This traditional Korean snack is becoming increasingly popular for its unusual taste and health benefits. During the cooking process, cabbage is not subjected to heat treatment, retains a maximum of useful substances and has a beneficial effect on the work of the digestive system.
What to cook from
There are many recipes for this dish. Just as every family in Russia has its own nuances in recipes for making soups, Olivier salads and other traditional dishes, so in every Korean family, kimchi is cooked a little differently. But in most cases, the following ingredients are used:
- Chinese cabbage - 1 pc.;
- red hot pepper (fresh) - 1 pc.;
- ground chili pepper - 1 tablespoon;
- garlic - 4-5 cloves;
- ginger root - to taste;
- coriander seeds - 1 tablespoon;
- vegetable oil - 1 tablespoon;
- salt to taste.
Some recipes use fish sauce or shrimp paste for a special flavor. As for red peppers, be sure to take fresh ones, because ready-made red peppers in cans have a completely different taste.
How to cook
First, you need to cut the head of cabbage lengthwise into four parts. Salt well and place tightly in a saucepan or bowl.
To prepare the brine, you need to dilute three tablespoons of salt in 1.5 liters of hot boiled water. Wait until the brine has completely cooled down and pour over the cabbage. Put a lid or an inverted plate on top so that the leaves do not float and the cabbage is completely covered with brine. Cover the top with newspaper or baking parchment and leave in a warm place for 2 days to pickle.
After 2 days, you can prepare the cabbage dressing. First, you need to thoroughly rinse the red hot pepper, remove the seeds. Peel the garlic and chop it together with the pepper in a blender or meat grinder. Mix with chili, add crushed coriander seeds. Rinse the ginger and grate (by quantity - about 2 cm of root). Add pepper, garlic and coriander to the mixture, season with vegetable oil and a pinch of salt. Mix everything thoroughly.

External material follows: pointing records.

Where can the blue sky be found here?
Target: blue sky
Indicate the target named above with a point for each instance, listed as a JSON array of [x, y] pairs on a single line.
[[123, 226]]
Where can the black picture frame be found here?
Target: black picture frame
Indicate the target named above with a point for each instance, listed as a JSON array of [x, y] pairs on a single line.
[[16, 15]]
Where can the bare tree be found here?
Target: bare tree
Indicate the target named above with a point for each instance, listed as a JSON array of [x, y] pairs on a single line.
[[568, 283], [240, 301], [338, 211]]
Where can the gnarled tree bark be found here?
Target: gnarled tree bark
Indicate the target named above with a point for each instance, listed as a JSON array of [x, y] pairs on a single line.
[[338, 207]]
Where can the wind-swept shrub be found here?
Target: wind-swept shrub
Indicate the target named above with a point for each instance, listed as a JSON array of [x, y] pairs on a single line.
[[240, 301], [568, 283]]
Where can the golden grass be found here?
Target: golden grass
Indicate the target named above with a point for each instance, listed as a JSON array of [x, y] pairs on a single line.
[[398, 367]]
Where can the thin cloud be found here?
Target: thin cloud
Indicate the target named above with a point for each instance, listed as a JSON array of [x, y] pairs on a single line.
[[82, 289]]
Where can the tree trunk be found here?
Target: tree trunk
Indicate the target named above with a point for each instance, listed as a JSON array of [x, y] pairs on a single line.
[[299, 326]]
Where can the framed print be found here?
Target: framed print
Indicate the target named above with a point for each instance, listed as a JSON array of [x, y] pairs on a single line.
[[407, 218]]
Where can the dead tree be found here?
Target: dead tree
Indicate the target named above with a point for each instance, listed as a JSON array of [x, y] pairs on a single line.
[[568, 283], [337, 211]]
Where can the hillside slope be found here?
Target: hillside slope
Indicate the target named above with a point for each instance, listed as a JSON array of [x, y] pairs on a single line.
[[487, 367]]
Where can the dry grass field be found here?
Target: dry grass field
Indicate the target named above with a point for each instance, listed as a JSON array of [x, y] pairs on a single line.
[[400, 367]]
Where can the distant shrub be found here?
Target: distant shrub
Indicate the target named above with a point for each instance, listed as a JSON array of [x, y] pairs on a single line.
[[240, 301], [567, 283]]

Rinse salted cabbage under running water. Squeeze thoroughly, cut into small squares or cubes. Add dressing and mix thoroughly. Place in a plastic container, cover and put back in a warm place to ferment for 2 days.
Store the finished meal in the refrigerator. Garnish with herbs and sesame seeds when serving.
Kimchi is not only extremely tasty, but also healthy. Compared to fresh Chinese cabbage, kimchi contains even more B and PP vitamins. Biologically active components released during salting and fermentation have a beneficial effect on the intestines and tone the body.